The success of emerging-market stocks in recent years sparked an inflow of investment that has equities expensive compared to stocks in developed markets, said Herro, Morningstar Inc.’s international stock fund manager of the decade. Despite the high valuation of their equities, emerging markets will drive global economic growth for the “next generation or two,” he said.
The MSCI emerging-market index gained 74 percent in 2009 and 16 percent in 2010. This year, the index has lost 2.3 percent. By comparison, the MSCI World Index rose 27 percent in 2009 and 10 percent in 2010. The index of developed-market shares is little changed this year.
China remains attractive more as a market for non-Chinese companies than for those based in the world’s second-largest economy, Herro said. The country’s central bank has taken “responsible” actions to combat inflation while not harming its longer term growth prospects, he said.
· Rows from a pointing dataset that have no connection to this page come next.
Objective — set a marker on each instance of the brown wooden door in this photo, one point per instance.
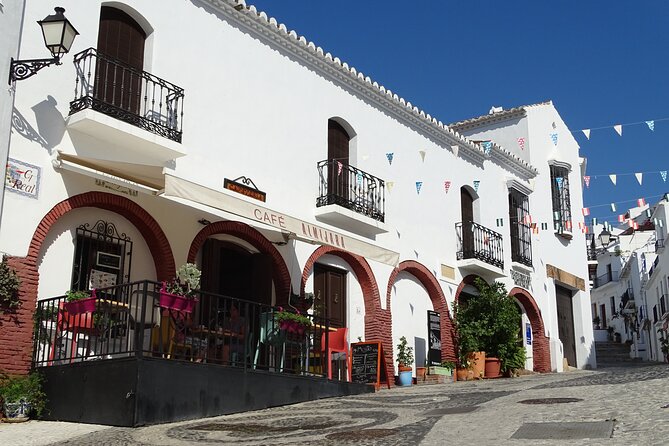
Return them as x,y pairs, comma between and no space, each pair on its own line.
565,314
120,37
330,294
467,212
338,152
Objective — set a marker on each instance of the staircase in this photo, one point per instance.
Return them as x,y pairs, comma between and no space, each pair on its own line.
613,354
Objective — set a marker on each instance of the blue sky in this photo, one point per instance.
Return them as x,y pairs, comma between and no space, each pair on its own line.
601,62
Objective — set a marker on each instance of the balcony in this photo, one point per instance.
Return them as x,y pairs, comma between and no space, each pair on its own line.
350,198
122,116
478,244
611,276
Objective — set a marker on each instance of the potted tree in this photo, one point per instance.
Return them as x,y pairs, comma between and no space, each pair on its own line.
179,293
404,361
22,396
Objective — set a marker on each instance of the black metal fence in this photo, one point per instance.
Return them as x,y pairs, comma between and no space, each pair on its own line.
351,188
139,98
478,242
133,320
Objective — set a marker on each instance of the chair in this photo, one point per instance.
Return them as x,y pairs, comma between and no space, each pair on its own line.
336,344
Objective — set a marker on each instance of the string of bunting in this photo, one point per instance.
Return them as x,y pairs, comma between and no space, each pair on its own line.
619,127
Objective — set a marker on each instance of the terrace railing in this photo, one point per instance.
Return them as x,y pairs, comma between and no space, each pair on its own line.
116,89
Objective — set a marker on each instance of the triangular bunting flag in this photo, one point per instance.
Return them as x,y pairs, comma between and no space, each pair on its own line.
455,150
554,138
521,143
619,129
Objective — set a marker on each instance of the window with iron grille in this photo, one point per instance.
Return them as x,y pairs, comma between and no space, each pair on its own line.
561,202
519,226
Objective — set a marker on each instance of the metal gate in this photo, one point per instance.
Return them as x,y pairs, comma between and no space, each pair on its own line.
102,256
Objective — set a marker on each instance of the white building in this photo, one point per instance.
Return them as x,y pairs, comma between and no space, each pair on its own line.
376,207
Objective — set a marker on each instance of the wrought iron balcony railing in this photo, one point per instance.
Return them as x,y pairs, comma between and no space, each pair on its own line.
605,278
351,188
478,242
139,98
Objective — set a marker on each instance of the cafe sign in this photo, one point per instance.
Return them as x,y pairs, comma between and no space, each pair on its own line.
22,178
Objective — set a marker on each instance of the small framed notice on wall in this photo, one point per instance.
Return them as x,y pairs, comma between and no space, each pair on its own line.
108,260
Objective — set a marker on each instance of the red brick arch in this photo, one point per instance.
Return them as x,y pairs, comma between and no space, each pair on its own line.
540,344
377,320
436,294
280,273
16,327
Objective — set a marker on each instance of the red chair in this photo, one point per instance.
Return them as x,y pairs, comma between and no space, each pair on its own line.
336,344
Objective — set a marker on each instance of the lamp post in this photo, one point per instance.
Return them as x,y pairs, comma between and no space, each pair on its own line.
58,35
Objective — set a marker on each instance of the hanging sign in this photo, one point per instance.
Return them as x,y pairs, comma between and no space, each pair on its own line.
434,338
368,364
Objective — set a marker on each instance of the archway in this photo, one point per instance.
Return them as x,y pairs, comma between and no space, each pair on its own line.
437,297
280,273
16,327
540,344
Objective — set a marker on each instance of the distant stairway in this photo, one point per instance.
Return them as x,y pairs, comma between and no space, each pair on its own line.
613,354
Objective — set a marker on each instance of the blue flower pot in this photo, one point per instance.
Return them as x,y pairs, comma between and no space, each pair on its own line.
405,378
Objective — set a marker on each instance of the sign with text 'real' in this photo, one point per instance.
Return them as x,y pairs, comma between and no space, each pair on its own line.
22,178
434,338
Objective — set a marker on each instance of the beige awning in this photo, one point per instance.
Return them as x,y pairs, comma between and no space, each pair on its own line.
298,229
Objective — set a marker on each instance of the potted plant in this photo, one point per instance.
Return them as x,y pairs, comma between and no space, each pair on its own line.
179,293
404,361
292,322
9,286
22,396
80,301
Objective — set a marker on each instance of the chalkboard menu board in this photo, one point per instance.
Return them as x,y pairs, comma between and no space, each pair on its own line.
368,364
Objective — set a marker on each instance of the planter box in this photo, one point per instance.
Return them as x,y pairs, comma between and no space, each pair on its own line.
436,370
176,302
80,306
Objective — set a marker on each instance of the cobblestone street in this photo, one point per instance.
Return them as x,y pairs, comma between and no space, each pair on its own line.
629,400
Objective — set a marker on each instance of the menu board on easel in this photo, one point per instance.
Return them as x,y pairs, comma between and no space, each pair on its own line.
368,364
Large China-based companies have become expensive, a problem compounded by being government controlled, he said.
“The larger H-shares are really wards of the state,” he said. “They’re not companies that have boards that are sitting around thinking how to make money for the owners.”
Herro said he prefers European companies with operations in China. He cited Danone, Diageo Plc, Nestle SA, Daimler AG and Bayerische Motoren Werke AG as having “good exposure to China.”
“It’s a better way to play it in our view.”